In the small Romanian town of Săpânţa, when you die, you can expect a colorful goodbye.
At the town’s Merry Cemetery, colorfully illustrated crosses depict soldiers being beheaded and a resident being hit by a truck. And the epigraphs aren’t sugarcoated. “Underneath this heavy cross lies my poor mother in law,” reads one. “Try not to wake her up. For if she comes back home, she’ll bite my head off.”
The quirky graveyard is the creation of Stan Ioan Pătraş, who was born in Săpânţa in 1908, and, by 14, had already begun carving crosses for the local cemetery. By 1935, Patrash was carving clever or ironic poems—done in a rough local dialect—about the deceased, as well as painting the crosses with images depicting the ways in which the individuals died.
Pătraş soon developed a careful symbolism in his work. Green represented life, yellow was fertility, red was passion, and black was death. The colors were always set against a deep blue, known as Săpânţa blue, which Pătraş believed represented hope and freedom.

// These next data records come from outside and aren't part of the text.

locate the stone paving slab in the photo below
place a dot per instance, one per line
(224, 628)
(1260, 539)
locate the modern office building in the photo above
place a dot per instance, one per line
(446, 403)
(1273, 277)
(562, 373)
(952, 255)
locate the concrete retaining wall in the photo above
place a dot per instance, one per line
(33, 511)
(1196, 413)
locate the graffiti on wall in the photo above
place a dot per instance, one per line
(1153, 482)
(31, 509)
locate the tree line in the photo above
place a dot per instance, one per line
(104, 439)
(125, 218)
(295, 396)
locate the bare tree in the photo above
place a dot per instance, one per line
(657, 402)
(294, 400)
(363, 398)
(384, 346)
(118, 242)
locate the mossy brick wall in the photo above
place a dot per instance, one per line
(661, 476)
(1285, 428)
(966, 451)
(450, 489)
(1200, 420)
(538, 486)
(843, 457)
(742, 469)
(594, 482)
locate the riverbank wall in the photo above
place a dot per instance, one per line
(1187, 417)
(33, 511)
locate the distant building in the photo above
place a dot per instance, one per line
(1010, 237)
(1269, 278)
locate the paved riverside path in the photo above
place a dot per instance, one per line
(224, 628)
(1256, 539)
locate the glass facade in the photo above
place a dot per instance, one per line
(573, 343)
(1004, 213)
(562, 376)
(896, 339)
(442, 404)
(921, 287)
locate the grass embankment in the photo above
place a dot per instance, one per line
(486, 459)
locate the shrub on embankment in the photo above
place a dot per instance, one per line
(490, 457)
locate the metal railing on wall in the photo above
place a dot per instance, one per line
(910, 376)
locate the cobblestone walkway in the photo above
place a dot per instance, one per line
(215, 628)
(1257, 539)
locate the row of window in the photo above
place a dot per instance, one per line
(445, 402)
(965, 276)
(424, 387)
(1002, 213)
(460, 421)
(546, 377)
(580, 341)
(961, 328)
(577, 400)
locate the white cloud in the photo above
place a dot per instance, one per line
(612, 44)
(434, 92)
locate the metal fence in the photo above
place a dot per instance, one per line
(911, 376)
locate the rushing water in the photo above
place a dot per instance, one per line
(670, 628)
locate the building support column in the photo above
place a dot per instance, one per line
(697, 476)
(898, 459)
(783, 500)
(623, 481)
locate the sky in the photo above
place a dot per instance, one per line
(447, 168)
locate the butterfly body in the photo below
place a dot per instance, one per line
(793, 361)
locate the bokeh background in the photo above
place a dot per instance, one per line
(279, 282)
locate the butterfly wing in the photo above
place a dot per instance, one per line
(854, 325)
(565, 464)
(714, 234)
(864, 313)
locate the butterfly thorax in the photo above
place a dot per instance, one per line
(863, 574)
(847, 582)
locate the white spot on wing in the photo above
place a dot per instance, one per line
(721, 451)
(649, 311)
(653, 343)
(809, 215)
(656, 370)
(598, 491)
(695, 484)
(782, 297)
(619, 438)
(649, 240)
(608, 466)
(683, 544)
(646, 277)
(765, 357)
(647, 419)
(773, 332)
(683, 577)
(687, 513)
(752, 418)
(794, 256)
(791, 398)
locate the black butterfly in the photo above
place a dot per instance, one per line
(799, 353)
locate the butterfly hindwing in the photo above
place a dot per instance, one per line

Pătraş single-handedly carved, wrote poems for, and painted well over 800 of these folk art masterpieces over a period of 40 years. He died in 1977, having carved his own cross and left his house and work to his most talented apprentice, Dumitru Pop. Pop has since spent the last three decades continuing the work, carving the cemetery’s crosses, and turning the house into the Merry Cemetery’s workshop-museum.
Despite the darkly comedic, or merely dark, tones of the crosses, Pop says no one has ever complained about the work.